Core service commands are built into `sitectl` for infrastructure behavior that repeats across application stacks. Use them from any context whose <Compose /> project contains the relevant service.

```bash theme={null}
sitectl mariadb backup
sitectl solr status
sitectl traefik tls letsencrypt --email ops@example.org
sitectl traefik bot-mitigation on
```

The boundary is ownership:

* Core `sitectl` owns shared service operations, stable command namespaces, and helpers that are useful across many applications.
* Application plugins own app-specific workflows, create flows, CLIs, migrations, sync helpers, and the small amount of route or config wiring needed to connect an app to shared services.

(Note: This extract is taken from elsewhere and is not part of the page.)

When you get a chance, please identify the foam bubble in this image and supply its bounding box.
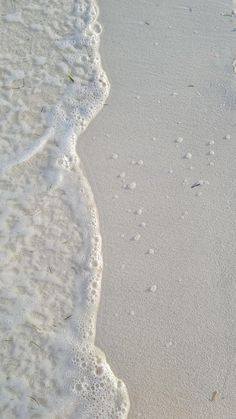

This keeps common operations consistent across Drupal, Islandora, WordPress, OJS, Omeka, and ArchivesSpace without requiring every app plugin to carry its own MariaDB, Solr, cache, or Traefik implementation.

## Ingress belongs here

TLS mode selection, local certificate setup, Let's Encrypt settings, bring-your-own certificate installation, ingress status, and bot mitigation are Traefik service commands. App plugins can supply app-specific router names or route-file details, but operators should start with [`sitectl traefik`](/plugins/traefik) for shared ingress behavior.

## Service areas

<CardGroup cols={2}>
  <Card title="MariaDB" icon="database" href="/plugins/mariadb">
    Back up, restore, sync, and inspect MariaDB-compatible database services.
  </Card>

  <Card title="Memcached" icon="memory" href="/plugins/memcached">
    Inspect Memcached containers and read runtime stats from cache services.
  </Card>

  <Card title="Solr" icon="magnifying-glass" href="/plugins/solr">
    Inspect Solr containers and run Solr's built-in status command.
  </Card>

  <Card title="Traefik" icon="route" href="/plugins/traefik">
    Manage ingress status, TLS modes, certificate inputs, and bot mitigation.
  </Card>

  <Card title="Triplet" icon="images" href="/plugins/triplet">
    Work with standalone Triplet workflows and reusable IIIF service component support.
  </Card>

  <Card title="Valkey" icon="database" href="/plugins/valkey">
    Inspect Valkey containers and ping cache services from inside the stack.
  </Card>
</CardGroup>

## When to use an app plugin

Use an application plugin when the command is about the application itself: Drush for Drupal, WP-CLI for WordPress, OJS tools, Omeka API resources, ArchivesSpace API helpers, or ISLE migration and repository workflows. Use core service commands when the operation is about a shared infrastructure service inside the stack.